Is 'Suburbanization' a Threat or a Good Thing? Dec. 6 Forum Set in Aurora

Is ‘Suburbanization’ a Threat or a Good Thing? Dec. 6 Forum Set in Aurora


About 140,000 acres of the Chicago region’s agricultural and natural lands were developed between 2001-15.

What does this trend mean for the future of the Chicago region? Can we afford to continue to urbanize? Should we?

Join the conversation with “Development at the Edge: The Future of Regional Urbanization” from 4 p.m. to 5:30 p.m. Tuesday, Dec. 6, at Two Brothers Roundhouse, 205 N. Broadway, Aurora, at the terminus of the terminus of the Metra BNSF line that runs from Chicago’s Union Station. The event is hosted by the Chicago Metropolitan Agency for Planning.

“We want to be sure reach Kane County residents about this upcoming discussion of suburbanization in our region,” said CMAP Outreach Prinicipal Jane Grover.

As the region continues to grow and population shifts away from the core, there can be both costs and benefits of urbanization. More housing, jobs and economic activity can come from a growing region, but so can changes in environmental quality, rural character, and investment in older communities, in addition to the costs of providing more services and infrastructure.

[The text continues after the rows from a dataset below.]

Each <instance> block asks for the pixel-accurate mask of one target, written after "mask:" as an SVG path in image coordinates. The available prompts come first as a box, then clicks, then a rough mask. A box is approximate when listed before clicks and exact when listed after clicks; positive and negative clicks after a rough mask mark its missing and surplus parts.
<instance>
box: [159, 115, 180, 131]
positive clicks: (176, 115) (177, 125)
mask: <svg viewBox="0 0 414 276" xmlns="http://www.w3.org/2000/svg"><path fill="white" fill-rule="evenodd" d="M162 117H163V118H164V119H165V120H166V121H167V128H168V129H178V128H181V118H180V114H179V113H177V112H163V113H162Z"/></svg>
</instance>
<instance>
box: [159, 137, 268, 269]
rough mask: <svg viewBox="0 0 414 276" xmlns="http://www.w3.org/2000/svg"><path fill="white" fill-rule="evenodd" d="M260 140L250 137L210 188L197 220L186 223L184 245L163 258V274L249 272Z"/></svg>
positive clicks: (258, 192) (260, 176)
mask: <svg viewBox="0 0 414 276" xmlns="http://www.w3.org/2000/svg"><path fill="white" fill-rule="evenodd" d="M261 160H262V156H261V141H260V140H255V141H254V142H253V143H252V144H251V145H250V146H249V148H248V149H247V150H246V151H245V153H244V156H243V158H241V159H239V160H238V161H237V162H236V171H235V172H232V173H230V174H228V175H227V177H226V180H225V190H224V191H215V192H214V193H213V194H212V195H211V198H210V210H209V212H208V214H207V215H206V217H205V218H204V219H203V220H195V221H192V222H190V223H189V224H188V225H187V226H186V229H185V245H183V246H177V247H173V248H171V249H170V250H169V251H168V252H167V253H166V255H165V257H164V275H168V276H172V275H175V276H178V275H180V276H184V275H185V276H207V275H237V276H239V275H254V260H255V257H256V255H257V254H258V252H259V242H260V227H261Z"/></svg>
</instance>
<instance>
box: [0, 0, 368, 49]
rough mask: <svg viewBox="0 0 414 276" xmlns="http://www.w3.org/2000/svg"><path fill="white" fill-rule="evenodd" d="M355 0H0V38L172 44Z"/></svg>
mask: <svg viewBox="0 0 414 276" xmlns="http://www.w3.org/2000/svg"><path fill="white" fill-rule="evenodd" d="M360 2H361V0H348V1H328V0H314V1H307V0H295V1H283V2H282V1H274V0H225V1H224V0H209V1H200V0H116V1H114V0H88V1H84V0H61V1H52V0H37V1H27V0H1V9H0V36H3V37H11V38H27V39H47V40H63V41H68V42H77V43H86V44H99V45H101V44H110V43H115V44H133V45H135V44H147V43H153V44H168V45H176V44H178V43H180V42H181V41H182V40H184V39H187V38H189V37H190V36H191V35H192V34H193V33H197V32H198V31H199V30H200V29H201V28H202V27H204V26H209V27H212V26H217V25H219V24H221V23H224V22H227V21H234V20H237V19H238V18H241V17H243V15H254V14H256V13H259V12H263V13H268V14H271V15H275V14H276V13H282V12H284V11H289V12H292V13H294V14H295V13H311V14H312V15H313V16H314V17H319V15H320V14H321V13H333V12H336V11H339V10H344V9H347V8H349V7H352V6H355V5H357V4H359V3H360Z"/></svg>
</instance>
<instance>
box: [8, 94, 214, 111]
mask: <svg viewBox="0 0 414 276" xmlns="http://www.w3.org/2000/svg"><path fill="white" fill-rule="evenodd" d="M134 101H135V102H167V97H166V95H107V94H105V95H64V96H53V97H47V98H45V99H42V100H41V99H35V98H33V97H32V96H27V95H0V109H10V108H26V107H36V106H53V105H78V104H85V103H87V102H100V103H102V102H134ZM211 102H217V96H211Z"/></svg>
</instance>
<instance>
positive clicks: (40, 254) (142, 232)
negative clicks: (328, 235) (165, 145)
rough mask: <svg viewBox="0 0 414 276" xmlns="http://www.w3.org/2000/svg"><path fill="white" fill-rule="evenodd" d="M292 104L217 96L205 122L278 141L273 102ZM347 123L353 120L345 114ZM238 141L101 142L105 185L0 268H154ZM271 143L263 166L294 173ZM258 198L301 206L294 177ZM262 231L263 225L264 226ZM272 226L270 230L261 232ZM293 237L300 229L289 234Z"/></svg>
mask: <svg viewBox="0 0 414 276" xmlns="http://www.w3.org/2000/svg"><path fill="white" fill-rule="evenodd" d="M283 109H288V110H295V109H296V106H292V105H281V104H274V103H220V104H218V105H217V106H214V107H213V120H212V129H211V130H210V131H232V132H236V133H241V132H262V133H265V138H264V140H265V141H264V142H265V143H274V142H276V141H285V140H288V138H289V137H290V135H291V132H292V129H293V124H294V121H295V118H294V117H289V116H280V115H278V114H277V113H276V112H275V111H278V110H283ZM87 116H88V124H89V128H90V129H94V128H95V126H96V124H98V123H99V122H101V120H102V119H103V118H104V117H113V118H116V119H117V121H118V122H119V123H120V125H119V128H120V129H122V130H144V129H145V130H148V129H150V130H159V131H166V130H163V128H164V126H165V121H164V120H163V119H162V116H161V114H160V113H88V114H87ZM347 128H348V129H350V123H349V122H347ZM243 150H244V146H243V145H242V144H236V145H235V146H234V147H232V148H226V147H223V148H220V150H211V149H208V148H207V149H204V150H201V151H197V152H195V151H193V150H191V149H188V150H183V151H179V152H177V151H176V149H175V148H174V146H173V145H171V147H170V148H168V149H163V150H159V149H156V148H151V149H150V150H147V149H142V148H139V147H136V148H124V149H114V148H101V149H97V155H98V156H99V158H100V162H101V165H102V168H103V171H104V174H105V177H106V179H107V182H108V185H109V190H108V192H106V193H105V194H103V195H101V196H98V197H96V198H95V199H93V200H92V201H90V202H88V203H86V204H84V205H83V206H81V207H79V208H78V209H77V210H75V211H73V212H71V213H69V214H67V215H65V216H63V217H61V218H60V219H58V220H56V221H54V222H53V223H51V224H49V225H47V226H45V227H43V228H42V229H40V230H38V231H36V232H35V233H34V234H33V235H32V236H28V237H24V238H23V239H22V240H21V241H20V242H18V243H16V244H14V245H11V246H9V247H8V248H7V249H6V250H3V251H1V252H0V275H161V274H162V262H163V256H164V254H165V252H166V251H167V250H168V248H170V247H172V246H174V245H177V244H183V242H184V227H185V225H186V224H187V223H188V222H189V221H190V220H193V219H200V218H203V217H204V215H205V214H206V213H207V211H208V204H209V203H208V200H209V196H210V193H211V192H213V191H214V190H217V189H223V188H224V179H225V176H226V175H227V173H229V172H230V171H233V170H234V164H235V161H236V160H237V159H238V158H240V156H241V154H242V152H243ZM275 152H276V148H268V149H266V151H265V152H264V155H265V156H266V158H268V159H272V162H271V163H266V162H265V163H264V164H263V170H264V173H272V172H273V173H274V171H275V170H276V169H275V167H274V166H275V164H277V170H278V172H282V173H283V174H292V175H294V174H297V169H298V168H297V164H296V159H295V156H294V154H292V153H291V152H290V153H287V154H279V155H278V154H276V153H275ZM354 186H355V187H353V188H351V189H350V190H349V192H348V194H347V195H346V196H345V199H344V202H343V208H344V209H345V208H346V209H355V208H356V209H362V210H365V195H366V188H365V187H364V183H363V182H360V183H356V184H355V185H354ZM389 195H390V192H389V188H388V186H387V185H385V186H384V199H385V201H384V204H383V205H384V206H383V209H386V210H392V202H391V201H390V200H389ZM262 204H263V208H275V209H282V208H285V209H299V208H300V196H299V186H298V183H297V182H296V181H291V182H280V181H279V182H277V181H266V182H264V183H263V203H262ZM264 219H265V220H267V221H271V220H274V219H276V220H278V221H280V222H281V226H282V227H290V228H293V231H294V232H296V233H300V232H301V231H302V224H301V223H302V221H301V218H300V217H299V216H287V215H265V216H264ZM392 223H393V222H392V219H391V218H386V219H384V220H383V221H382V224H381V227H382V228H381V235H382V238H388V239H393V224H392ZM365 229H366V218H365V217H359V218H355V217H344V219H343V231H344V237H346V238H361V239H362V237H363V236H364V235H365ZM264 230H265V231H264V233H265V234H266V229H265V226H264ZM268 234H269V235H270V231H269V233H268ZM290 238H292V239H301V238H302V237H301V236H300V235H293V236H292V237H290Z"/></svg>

Panelists include Chuck Marohn, founder and president of Strong Towns, Collate English Dixon, Managing Principal, Libra Investments Group, LLC., and Curt Paddock, director of the Will County Land Use Development, as well as moderator Carolyn Schofield, McHenry County Board and CMAP Board member. Registration at this ON TO 2050 Big Ideas Forum is free.